Records are flexible ways to compose information coming from various sources. For instance, your processing chain can produce records only containing an ID. Later, you add can retrieve the item content and add it to the record. Further in the processing, you would want to add some transformation of the item content.

Records allow to perform this type of transformations by holding a set of items. Record types form a lattice of types so that checking that some item types are present in an item is easy.

Working with record types

Record types form a lattice of types that can be used to check record properties before hand.

ABRecord = record_type(AItem, BItem)
AB1Record = record_type(AItem, B1Item)

# Hierarchy-based check
assert ABRecord.contains(AB1Record)

# Checks for specific types
assert ABRecord.has(AItem, BItem)

Validating

To ensure that a record fills the requested property, one can use record types

ABRecord = record_type(AItem, BItem)

# OK
ABRecord(AItem(1), BItem(2))

# Fails: A1Item is not AItem
ABRecord(A1Item(1), BItem(2))

# Fails: AItem is not present
ABRecord(BItem(2))

When updating, it is also possible to validate

A1BRecord = record_type(A1Item, BItem)
record = Record(AItem(1), BItem(2))

# Update the ABRecord into a A1/B one
record.update(A1Item(1, 2), target=A1BRecord)

API

class datamaestro.record.Item

Base class for all item types

class datamaestro.record.RecordType(*item_types: Type[T])
__call__(*items: T)

Call self as a function.

sub(*item_types: Type[T])

Returns a new record type based on self and new item types

validate(record: Record)

Creates and validate a new record of this type

class datamaestro.record.Record(*items: Dict[Type[T], T] | T, override=False)

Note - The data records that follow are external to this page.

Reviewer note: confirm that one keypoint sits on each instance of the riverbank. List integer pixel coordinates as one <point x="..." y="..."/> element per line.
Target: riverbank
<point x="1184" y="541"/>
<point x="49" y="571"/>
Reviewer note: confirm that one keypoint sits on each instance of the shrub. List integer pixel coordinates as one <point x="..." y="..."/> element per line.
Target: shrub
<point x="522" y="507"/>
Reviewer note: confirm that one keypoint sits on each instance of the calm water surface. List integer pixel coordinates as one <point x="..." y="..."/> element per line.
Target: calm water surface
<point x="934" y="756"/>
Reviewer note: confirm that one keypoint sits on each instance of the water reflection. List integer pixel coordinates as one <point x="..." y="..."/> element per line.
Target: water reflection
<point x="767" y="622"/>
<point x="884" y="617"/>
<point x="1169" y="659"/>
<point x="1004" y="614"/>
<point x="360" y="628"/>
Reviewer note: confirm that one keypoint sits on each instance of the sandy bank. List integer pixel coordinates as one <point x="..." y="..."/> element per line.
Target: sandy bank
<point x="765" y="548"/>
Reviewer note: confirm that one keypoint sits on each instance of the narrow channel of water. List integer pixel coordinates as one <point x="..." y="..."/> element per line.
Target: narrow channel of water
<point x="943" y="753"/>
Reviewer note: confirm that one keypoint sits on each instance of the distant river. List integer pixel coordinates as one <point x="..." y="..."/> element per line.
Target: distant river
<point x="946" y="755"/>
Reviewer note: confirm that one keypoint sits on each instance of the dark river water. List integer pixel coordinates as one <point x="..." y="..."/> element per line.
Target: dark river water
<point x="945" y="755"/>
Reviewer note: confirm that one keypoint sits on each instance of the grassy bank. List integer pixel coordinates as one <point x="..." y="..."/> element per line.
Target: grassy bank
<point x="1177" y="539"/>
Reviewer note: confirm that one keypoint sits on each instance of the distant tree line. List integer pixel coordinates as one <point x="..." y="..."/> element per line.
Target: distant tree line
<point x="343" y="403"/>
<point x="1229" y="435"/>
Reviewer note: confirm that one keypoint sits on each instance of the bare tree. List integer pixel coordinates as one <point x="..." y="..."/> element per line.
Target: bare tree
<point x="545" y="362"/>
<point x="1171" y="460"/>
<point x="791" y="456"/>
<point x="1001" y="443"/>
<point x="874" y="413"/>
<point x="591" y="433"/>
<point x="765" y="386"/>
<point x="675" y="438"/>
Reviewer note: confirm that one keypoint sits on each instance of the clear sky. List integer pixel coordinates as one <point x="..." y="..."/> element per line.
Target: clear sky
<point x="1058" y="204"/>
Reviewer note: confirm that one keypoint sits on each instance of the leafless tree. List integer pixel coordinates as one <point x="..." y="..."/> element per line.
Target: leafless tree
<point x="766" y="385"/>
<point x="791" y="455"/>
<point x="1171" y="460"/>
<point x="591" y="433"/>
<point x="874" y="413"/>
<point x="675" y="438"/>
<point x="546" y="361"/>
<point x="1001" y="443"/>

Associate types with entries

A record is a composition of items; each item base class is unique.

get(key: Type[T]) T | None

Get a given item or None if it does not exist

has(key: Type[T]) bool

Returns True if the record has the given item type

update(*items: T, target: RecordType | None = None) Record

Update some items

datamaestro.record.record_type(*item_types: Type[T])

Returns a new record type